Another threat closely related to the above is how decision-makers tend to view probabilities. Research shows that decision-makers often overlook the potential cost of a negative event – like a data breach – in favor of its relatively-low probability (i.e. “It hasn’t happened before, or it probably won’t happen, so we don’t have to worry as much about it.”). These are called tail risks, risks that have disproportionate costs to their probabilities. In other words, they may not happen as frequently, but when they do, the consequences are often catastrophic.

There’s also a significant shortfall in cybersecurity professionals that is inducing more vulnerability into organizations that already are stressed to their maximum capacity. Across the globe, there are 2.93 million fewer workers than are needed. In North America, that number, in 2018, was just under 500,000.

Nearly a quarter of respondents in the aforementioned (ISC)^2 survey said they had a “significant shortage” in cybersecurity staff. Only 3% said they had “too many” workers. Overall, 63% of companies reported having fewer workers than they needed. And 59% said they were at “extreme or moderate risk” due to their shortage. (Yet, 43% said they were either going to not hire any new workers or even decrease the number of security personnel on their rosters.)

A combination of less training, inadequate budgets, and fewer workers all contribute to a major threat to security that many organizations fail to appreciate.

Threats from Beyond Borders Are Difficult to Assess – and Are Increasing

Many cybersecurity professionals correctly identify autonomous individuals and entities as a key threat – the stereotypical hacker or a team within a criminal organization. However, one significant and overlooked vector is the threat posed by other nations and foreign non-state actors.

China, Russia, and Iran are at the forefront of countries that leverage hacking in a state-endorsed effort to gain access to proprietary technology and data. In 2017, China implemented a law requiring any firm operating in China to store their data on servers physically located within the country, creating a significant risk of the information being accessed inappropriately. China also takes advantage of academic partnerships that American universities enjoy with numerous companies to access confidential data, tainting what should be the purest area of technological sharing and innovation.  

In recent years, Russia has noticeably increased its demand to review the source code for any foreign technology being sold or used within its borders. Finally, Iran contains numerous dedicated hacking groups with defined targets, such as the aerospace industry, energy companies, and defense firms.

More disturbing than the source of these attacks are the pathways they use to acquire this data – including one surprising method. A Romanian source recently revealed to Business Insider that when large companies sell outdated (but still functional) servers, the information isn’t always completely wiped. The source in question explained that he’d been able to procure an almost complete database from a Dutch public health insurance system; all of the codes, software, and procedures for traffic lights and railway signaling for several European cities; and an up-to-date employee directory (including access codes and passwords) for a major European aerospace manufacturer from salvaged equipment.

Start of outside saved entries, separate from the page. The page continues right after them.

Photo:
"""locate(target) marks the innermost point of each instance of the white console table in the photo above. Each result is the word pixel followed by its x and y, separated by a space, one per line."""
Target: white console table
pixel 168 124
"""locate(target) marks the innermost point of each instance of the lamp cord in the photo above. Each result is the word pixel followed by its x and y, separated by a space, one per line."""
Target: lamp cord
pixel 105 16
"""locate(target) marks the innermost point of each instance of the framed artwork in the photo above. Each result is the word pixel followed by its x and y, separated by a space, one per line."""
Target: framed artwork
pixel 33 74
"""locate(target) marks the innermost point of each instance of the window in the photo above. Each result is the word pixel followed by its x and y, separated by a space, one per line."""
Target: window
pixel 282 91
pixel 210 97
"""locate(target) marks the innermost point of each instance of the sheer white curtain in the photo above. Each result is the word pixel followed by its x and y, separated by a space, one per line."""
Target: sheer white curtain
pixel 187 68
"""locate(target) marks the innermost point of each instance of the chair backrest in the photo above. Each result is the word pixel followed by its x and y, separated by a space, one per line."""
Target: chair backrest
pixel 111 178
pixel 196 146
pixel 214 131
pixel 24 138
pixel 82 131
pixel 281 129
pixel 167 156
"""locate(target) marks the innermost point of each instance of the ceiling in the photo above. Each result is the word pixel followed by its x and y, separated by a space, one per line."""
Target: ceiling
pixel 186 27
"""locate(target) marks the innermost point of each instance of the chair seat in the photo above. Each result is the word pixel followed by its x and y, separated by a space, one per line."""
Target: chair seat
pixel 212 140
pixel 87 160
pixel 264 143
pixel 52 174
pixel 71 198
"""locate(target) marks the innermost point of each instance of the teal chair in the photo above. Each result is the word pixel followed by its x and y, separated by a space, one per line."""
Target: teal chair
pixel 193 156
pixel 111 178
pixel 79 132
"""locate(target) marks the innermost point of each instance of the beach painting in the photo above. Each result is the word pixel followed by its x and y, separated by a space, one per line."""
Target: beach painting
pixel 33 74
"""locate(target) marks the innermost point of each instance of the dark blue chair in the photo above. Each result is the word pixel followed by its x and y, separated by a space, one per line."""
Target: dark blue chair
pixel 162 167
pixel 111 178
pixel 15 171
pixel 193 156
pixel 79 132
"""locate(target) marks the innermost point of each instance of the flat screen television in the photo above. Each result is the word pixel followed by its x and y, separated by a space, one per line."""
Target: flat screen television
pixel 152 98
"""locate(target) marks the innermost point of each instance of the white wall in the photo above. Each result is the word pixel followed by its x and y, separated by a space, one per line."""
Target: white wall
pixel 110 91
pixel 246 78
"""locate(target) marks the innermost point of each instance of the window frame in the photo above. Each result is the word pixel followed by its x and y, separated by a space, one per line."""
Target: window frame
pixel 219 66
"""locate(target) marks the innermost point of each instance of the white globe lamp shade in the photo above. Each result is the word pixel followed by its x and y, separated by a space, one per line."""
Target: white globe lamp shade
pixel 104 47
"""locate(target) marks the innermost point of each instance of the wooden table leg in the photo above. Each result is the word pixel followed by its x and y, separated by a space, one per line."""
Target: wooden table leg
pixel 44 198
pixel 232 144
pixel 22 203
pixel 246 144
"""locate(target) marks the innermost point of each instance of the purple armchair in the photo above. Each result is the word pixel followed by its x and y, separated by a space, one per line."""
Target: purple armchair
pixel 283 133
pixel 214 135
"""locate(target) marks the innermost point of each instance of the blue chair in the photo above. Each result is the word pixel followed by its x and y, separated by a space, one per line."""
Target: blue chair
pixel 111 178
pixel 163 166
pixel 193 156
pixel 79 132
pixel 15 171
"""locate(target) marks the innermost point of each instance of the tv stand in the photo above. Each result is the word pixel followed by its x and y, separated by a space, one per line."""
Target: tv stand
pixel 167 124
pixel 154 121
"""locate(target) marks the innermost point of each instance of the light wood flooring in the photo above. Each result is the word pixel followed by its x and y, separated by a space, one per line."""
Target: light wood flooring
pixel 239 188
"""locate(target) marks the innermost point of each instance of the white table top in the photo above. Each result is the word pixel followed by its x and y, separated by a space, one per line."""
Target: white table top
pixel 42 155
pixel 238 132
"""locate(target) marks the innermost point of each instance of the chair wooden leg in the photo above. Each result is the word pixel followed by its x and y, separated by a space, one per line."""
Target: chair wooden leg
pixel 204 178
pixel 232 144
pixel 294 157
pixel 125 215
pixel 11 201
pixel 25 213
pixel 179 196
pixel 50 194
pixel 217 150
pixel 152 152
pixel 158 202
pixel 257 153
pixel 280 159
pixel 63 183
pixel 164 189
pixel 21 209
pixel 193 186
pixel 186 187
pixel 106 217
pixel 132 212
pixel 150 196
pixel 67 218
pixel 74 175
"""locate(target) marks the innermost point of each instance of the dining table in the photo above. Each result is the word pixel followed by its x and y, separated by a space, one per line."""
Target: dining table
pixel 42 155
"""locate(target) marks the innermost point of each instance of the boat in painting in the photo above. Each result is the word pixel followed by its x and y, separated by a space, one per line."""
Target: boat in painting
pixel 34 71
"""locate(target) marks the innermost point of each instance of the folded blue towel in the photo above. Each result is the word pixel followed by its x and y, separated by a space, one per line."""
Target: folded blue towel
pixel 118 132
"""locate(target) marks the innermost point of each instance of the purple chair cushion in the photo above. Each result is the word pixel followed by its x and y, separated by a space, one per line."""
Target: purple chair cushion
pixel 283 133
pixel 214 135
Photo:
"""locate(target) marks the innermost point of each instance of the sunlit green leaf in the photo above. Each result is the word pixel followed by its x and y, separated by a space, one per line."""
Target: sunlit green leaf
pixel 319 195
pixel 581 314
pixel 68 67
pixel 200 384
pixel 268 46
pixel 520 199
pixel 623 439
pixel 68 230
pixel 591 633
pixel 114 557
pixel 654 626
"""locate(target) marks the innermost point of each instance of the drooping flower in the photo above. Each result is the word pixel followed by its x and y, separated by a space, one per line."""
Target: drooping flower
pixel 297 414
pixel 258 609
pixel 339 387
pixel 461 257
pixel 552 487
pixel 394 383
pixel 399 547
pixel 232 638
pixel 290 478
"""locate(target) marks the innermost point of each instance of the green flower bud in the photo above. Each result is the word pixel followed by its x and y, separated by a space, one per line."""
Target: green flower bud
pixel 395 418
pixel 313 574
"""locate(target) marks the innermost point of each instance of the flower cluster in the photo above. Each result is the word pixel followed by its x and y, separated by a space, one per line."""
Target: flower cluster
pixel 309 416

A common technique used by foreign actors in general, whether private or state-sponsored, is to use legitimate front companies to purchase or partner with other businesses and exploit the access afforded by these relationships. Software supply chain attacks have significantly increased in recent years, with seven significant events occurring in 2017, compared to only four between 2014 and 2016. FedEx and Maersk suffered approximately $600 million in losses from a single such attack.

The threat from across borders can be particularly difficult to assess due to distance, language barriers, a lack of knowledge about the local environment, and other factors. It is, nonetheless, something that has to be taken into consideration by a cybersecurity program – and yet often isn’t.

The Biggest Under-the-Radar Risk Is How You Assess Risks

While identifying risks is the foundation of cybersecurity, appropriately analyzing them is arguably more important. Many commonly used methods of risk analysis can actually obscure and increase risk rather than expose and mitigate it. In other words, many organizations are vulnerable to the biggest under-the-radar threat of them all: a broken risk management system.

Qualitative and pseudo-quantitative methods often create what Doug Hubbard calls the “analysis placebo effect,”(add footnote) where tactics are perceived to be improvements but offer no tangible benefits. This can increase vulnerabilities by instilling a false sense of confidence, and psychologists have shown that this can occur even when the tactics themselves increase estimate errors. Two months before a massive cyber attack rocked Atlanta in 2018, a risk assessment revealed various vulnerabilities, but the fix actions to address these fell short of actually resolving the city’s exposure—although officials were confident they had adequately addressed the risk.

Techniques such as heat maps, risk matrices, and soft scoring often fail to inform an organization regarding which risks they should address and how they should do so. Experts indicate that “risk matrices should not be used for decisions of any consequence,<fn>Thomas, Philip & Bratvold, Reidar & Bickel, J. (2013). The Risk of Using Risk Matrices. SPE Economics & Management. 6. 10.2118/166269-MS.</fn>” and they can be even “worse than useless.<fn>Anthony (Tony) Cox, L. (2008), What’s Wrong with Risk Matrices?. Risk Analysis, 28: 497-512. doi:10.1111/j.1539-6924.2008.01030.x</fn>” Studies have repeatedly shown, in numerous venues, that collecting too much data, collaborating beyond a certain point, and relying on structured, qualitative decision analyses consistently produce worse results than if these actions had been avoided.

It’s easy to assume that many aspects of cybersecurity are inestimable, but we believe that anything can be measured. If it can be measured, it can be assessed and addressed appropriately. A quantitative model that circumvents overconfidence commonly seen with qualitative measures, uses properly-calibrated expert assessments, knows what information is most valuable and what isn’t, and is built on a comprehensive, multi-disciplinary framework can provide actionable data to guide appropriate decisions.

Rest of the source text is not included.